System Design
Package Structure
bioingest/
├── cli.py # CLI entry point
├── config.py # Base settings (.env loader)
├── connectors/ # 18 source-specific downloaders
├── download.py # Resumable file downloader
├── publish.py # S3/Parquet/Athena publisher
├── ontology_builder.py # OBO parsing + LLM ontology extraction
├── scraper.py # Firecrawl web scraping
└── pipeline/ # KG construction pipeline
├── config.py # Pipeline config (Neo4j + LLM + AWS)
├── models.py # Chunk, ProcessedDocument
├── extract.py # Content extraction (PDF, TSV, HTML, TXT)

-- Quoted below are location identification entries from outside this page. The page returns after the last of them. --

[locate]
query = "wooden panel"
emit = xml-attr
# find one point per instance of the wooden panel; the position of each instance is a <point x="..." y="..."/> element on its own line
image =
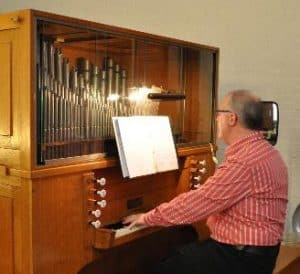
<point x="61" y="233"/>
<point x="5" y="88"/>
<point x="6" y="235"/>
<point x="9" y="21"/>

├── kg.py # LLM extraction + Neo4j writer
├── sources.py # Remote fetchers (PubMed, bioRxiv, PMC)
└── factories/
├── llm_factory.py # Bedrock, Ollama, SageMaker
└── embedding_factory.py
Data Flow
flowchart TD
subgraph acquire["1. Acquire"]
DL[Bulk Download<br/>18 sources]
PM[PubMed API]
BR[bioRxiv API]
PMC[PMC API]
LP[Local PDFs/TSVs]
end
subgraph extract["2. Extract"]
CE[Content Extraction<br/>PDF→text, TSV→markdown]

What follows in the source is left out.